So….I’ve been home from the Apple Distinguished Educator Institute for a few days now. I’ve unpacked my bags, caught up on laundry and sleep and now it’s time to reflect back on my experience. Was it what I expected? What did I learn? What was the best part? Was there a worst part? Was it, as one colleague who is an experienced ADE said, “a life-altering experience?”
My first indication that this was not a regular conference occurred at Dulles Airport. I had taken the red-eye from Seattle, arriving in Dulles at 5:50 am on Sunday. I fully expected to have to wait several hours until the regular shuttles started running. I figured I would pick up my luggage, locate a Starbucks and settle into a chair to wait for things to get busier. Imagine my surprise when, just before the baggage area, I encountered a man holding up an iPad with my name on it?! He was here extra early, just to give me a ride to the hotel! Talk about feeling special! Huge thanks to Erika and the logistics team who made sure people were picked up and taken where they needed to go.
Later that morning I met my roommate, Gail, a Grade 5 teacher from Calgary. We registered, got our swag (a very nice backpack) and headed into DC to tackle the Smithsonian Museum of Natural History. Back at the hotel after an exhausting day, we settled in and started meeting other educators from Canada, the States, Mexico, Brazil and Columbia. The excitement was building!
The next three days were a blur of large meetings, presentations, small meetings, learning sessions, hands-on exploration, inspirational talks, challenges, meals and social time. And woven through everything was a certain “Apple-ness” that is recognizable around the world.
So….was it what I expected? I expected to learn new things, and I did. Keynote on iPad? So powerful!! iMovie on the iPad now has green screen…yessss! And I can finally (in a very minimal way) create music on Garageband! And to top it off, the people I learned these things from were, in some cases, the software engineers who actually created the apps!! Mind blown!
I expected to be inspired, and I was. Educators sharing their passion, their stories, their hardships and their triumphs are always inspiring. And Battlemania was something I will never forget! Learning, laughter and entertainment all at the same time!
I expected to meet new people, and I did. I met Jessica from California (“I’m from a small town called Compton,” she would say, and as listeners’ eyes would widen in comprehension she would add, “I’m keepin’ it positive!”) Her energy was magical and I could listen to her talk all day. I met gentle Rafael from Brazil – we bonded over Robotics. I met several teachers from Mexico who let me know that student privacy is a growing concern for them, too. And then there was Steve from Chicago, whose presentation on student self-reflections really got me thinking about what I can do with an iPad, the Clips app and the high school Robotics students. Perhaps my favourite “new people”, though, were the other Canadians I met. I feel like I have new friends who totally understand my crazy job and the things I get excited about.

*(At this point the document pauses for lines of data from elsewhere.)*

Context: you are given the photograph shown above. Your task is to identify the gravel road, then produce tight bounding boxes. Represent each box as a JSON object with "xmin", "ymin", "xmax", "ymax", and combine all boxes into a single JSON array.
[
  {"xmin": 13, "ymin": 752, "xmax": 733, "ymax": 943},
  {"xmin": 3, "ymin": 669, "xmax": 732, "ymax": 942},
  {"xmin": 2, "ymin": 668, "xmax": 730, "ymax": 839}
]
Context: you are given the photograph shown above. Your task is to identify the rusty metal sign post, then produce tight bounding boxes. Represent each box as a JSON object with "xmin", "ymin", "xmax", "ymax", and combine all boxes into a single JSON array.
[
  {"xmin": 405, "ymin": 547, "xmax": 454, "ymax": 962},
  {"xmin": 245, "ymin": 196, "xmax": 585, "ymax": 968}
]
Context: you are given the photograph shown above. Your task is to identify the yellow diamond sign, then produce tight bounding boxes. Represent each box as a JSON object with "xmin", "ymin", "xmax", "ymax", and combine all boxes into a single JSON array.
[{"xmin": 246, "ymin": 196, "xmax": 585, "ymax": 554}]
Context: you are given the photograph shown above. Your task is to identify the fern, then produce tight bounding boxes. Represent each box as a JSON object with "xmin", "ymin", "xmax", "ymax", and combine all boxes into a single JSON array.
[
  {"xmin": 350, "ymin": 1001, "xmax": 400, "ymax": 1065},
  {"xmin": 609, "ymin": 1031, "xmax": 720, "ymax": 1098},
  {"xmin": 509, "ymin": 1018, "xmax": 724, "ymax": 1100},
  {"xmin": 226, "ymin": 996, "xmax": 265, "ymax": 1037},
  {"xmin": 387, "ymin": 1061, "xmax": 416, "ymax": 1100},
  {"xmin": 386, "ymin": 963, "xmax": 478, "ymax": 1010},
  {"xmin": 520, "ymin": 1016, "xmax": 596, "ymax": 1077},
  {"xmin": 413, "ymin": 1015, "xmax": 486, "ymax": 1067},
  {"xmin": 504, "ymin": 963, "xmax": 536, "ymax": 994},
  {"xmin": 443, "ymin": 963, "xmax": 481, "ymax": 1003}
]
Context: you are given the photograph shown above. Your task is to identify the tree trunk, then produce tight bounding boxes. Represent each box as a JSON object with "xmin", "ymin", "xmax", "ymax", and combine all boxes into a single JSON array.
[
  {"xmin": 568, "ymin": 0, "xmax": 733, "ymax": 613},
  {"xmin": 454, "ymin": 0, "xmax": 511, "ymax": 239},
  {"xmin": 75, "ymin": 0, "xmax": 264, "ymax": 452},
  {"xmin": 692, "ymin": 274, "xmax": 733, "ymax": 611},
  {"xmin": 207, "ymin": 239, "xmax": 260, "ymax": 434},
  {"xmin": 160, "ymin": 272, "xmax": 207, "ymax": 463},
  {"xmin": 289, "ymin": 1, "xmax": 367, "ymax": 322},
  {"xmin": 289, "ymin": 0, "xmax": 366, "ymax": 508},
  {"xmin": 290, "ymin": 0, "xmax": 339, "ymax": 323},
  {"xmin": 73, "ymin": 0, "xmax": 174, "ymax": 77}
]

The food was good, the beds were comfy and as far as the insanely hot and humid weather goes…..well, Apple is not (yet) powerful enough to control the weather. So, was there anything negative? What was the “worst” part? For me, nothing was worst or bad, but there are two things I worry or wonder about, and they are kind of related.
The first is “imposter syndrome”, which was mentioned several times during the course of the conference. You know, that feeling that maybe, just maybe, your name got on the acceptance list by accident? You really aren’t meant to be here, in the company of all of these people who have done all these incredible things with their students? Yeah….I definitely suffered from that and although it got better as the conference went on, it still lingers, perhaps as a result of my second concern. I teach in a BYOD district – kids bring in whatever tech they have. To be sure, there are lots of kids with Macbooks or iPads, but there are lots of kids with other devices – Chromebooks and such. Most of our elementary schools have iPad carts that I can use with classes but they need to be booked. We’re not an “Apple” district, I don’t work in an “Apple” school. How will I be able to create a project that effectively leverages Apple technology in a meaningful way?
Was the Institute life-changing? Too soon to tell. But it was an awesome summer learning experience and since they had a name tag with my name on it, I must not be an imposter. After some thinking, I have three projects in mind, all of which leverage the Apple technology I do have in different ways. And best of all, as I work towards implementing one or all of them, I now have a whole family of ADEs who I can turn to for support and advice!